Machine learning pipeline
This example is a simplified version of the Link Prediction pipeline described in the Machine learning section.
Create the graph
The following Cypher query creates the graph of a small social network in the Neo4j database.
CREATE (alice:Person {name: 'Alice', age: 38}), (michael:Person {name: 'Michael', age: 67}), (karin:Person {name: 'Karin', age: 30}), (chris:Person {name: 'Chris', age: 52}), (will:Person {name: 'Will', age: 6}), (mark:Person {name: 'Mark', age: 32}), (greg:Person {name: 'Greg', age: 29}), (veselin:Person {name: 'Veselin', age: 3}), (alice)-[:KNOWS]->(michael), (michael)-[:KNOWS]->(karin), (michael)-[:KNOWS]->(chris), (michael)-[:KNOWS]->(greg), (will)-[:KNOWS]->(michael), (will)-[:KNOWS]->(chris), (mark)-[:KNOWS]->(michael), (mark)-[:KNOWS]->(will), (greg)-[:KNOWS]->(chris), (veselin)-[:KNOWS]->(chris), (karin)-[:KNOWS]->(veselin), (chris)-[:KNOWS]->(karin)
The graph looks as follows:
The next query creates an in-memory graph called friends
from the Neo4j graph.
Since the Link Prediction model requires the graph to be undirected, the orientation of the :KNOWS
relationship is discarded.
CALL gds.graph.project( 'friends', { Person: { properties: ['age'] } }, { KNOWS: { orientation: 'UNDIRECTED' } } )
Configure the pipeline
You can configure a machine learning pipeline with a sequence of Cypher queries.
The following configuration is simplified for convenience.

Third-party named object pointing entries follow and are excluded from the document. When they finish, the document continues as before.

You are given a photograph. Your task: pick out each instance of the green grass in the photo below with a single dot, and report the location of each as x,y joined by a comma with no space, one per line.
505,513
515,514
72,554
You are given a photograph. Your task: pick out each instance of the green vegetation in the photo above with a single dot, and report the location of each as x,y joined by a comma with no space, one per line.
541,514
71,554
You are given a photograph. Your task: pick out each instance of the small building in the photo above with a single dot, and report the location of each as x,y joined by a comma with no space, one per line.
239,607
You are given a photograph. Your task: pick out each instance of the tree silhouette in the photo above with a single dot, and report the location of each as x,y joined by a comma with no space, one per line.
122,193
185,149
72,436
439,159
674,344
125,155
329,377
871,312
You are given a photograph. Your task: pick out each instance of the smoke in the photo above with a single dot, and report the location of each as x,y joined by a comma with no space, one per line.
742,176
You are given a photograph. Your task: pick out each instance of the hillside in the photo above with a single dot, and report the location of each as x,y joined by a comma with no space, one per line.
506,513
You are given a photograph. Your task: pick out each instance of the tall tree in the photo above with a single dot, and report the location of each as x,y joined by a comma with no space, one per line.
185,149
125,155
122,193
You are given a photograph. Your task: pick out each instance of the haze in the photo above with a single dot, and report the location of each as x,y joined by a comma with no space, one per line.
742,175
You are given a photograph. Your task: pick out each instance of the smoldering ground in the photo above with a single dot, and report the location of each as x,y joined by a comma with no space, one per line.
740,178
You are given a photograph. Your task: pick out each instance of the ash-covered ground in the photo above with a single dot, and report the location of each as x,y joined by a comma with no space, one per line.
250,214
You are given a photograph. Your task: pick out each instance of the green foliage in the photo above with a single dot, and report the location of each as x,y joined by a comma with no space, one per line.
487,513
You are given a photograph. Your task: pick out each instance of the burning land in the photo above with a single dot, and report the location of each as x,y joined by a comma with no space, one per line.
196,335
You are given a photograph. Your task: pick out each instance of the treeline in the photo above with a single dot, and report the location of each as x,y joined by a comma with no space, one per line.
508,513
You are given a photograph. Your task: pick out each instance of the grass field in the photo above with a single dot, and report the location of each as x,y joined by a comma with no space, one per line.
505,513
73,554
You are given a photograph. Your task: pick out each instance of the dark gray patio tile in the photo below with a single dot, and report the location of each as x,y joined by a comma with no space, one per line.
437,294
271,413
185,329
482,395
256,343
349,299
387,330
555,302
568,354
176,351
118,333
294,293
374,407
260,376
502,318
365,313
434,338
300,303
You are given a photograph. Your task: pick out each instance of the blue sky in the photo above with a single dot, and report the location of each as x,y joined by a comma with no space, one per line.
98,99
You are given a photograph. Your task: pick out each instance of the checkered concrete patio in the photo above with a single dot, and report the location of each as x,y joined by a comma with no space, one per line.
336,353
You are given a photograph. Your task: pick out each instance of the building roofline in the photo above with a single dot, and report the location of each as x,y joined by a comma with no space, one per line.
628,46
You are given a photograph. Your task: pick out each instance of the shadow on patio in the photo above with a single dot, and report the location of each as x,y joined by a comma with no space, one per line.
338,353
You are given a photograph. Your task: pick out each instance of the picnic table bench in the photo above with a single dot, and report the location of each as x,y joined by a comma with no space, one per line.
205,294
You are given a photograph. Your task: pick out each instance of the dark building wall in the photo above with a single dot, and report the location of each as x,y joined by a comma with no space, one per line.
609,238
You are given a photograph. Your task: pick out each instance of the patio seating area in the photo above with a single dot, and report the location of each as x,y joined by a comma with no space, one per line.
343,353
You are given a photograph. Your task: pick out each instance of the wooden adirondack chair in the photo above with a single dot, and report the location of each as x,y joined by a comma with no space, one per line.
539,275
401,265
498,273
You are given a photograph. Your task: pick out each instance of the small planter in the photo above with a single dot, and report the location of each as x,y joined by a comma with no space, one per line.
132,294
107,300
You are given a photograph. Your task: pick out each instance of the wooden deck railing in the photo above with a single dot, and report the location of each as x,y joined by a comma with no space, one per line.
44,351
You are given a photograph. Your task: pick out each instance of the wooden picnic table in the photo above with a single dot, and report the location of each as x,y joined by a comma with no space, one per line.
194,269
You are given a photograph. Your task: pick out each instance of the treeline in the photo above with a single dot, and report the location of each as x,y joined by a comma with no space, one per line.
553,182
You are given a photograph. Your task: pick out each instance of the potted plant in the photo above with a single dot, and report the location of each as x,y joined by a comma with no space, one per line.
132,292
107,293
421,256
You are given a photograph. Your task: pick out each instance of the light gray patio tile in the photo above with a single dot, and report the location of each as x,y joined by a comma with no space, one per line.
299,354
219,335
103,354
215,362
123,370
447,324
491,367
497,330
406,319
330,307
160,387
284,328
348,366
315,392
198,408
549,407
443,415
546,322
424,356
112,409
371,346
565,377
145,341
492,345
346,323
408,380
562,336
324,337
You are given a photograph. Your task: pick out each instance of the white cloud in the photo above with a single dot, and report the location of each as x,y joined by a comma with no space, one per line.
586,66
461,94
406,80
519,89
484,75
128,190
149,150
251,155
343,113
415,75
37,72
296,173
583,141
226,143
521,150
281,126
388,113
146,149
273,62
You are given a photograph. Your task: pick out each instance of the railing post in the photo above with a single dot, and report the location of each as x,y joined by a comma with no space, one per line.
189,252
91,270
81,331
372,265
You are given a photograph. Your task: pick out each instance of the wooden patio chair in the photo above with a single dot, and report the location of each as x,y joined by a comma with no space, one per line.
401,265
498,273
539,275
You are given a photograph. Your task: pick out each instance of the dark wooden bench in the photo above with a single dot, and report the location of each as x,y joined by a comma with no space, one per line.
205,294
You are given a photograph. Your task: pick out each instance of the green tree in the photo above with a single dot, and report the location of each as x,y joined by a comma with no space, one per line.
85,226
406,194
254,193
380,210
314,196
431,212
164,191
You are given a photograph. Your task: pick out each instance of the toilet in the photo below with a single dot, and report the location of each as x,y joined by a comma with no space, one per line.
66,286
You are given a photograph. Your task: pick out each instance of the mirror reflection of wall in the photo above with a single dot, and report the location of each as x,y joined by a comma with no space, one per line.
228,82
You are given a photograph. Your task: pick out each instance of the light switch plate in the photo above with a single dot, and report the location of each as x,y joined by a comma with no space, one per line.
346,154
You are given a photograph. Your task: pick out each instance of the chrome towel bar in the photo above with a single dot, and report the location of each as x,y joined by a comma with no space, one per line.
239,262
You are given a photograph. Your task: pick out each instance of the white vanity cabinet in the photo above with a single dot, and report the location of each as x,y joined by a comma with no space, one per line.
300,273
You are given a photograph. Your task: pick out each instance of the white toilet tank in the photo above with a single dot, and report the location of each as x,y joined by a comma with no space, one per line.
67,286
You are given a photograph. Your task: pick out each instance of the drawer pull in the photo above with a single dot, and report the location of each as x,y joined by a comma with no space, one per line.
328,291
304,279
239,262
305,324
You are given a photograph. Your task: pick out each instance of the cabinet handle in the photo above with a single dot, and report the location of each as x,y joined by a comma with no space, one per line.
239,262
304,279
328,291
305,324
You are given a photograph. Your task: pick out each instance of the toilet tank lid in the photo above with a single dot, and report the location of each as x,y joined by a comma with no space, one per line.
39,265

As such, the model performance is not expected to be the best. |
CALL gds.beta.pipeline.linkPrediction.create('pipe'); (1)
CALL gds.beta.pipeline.linkPrediction.addFeature( (2)
'pipe',
'cosine',
{
nodeProperties: ['age']
}
);
CALL gds.beta.pipeline.linkPrediction.configureSplit( (3)
'pipe',
{
testFraction: 0.25,
trainFraction: 0.6,
validationFolds: 3
}
);
CALL gds.beta.pipeline.linkPrediction.addLogisticRegression('pipe'); (4)
1 | Create the pipeline and add it to the pipeline catalog. |
2 | Add the link features (only age here) and a feature type (cosine here). |
3 | Configure the train-test split and the number of folds for cross-validation. |
4 | Add a model candidate (a logistic regression with no further configuration here). |
Train a model
Once configured, the pipeline is ready to train a model. The training process returns the best performing model with the specified evaluation metrics.
CALL gds.beta.pipeline.linkPrediction.train(
'friends', (1)
{
pipeline: 'pipe', (2)
modelName: 'lp-pipeline-model', (3)
targetRelationshipType: 'KNOWS', (4)
metrics: ['AUCPR'], (5)
}
)
YIELD modelInfo
RETURN
modelInfo.bestParameters AS winningModel, (6)
modelInfo.metrics.AUCPR.train.avg AS avgTrainScore, (7)
modelInfo.metrics.AUCPR.validation.avg AS avgValidationScore,
modelInfo.metrics.AUCPR.outerTrain AS outerTrainScore,
modelInfo.metrics.AUCPR.test AS testScore
1 | Name of the projected graph to use for training. |
2 | Name of the configured pipeline. |
3 | Name of the model to train. |
4 | Name of the relationship to train the model on. |
5 | Metrics used to evaluate the models (AUCPR here). |
6 | Parameters of the best performing model returned by the training process. |
7 | Evaluated metrics (here for AUCPR ) of the best performing model returned by the training process. |
Use the model for prediction
You can use the trained model to predict the probability that a link exists between two nodes in a projected graph.
CALL gds.beta.pipeline.linkPrediction.predict.stream( (1)
'friends', (2)
{
modelName: 'lp-pipeline-model', (3)
topN: 5 (4)
}
)
YIELD node1, node2, probability
RETURN
gds.util.asNode(node1).name AS person1,
gds.util.asNode(node2).name AS person2,
probability
ORDER BY probability DESC, person1
1 | Run the prediction in stream mode (return the predicted links as query results). |
2 | Name of the projected graph to run the prediction on. |
3 | Name of the model to use for prediction. |
4 | Maximum number of predicted relationships to output. |
Next steps
Try to improve the performance of the training by using different model candidates, adding node properties to the features, or configuring autotuning.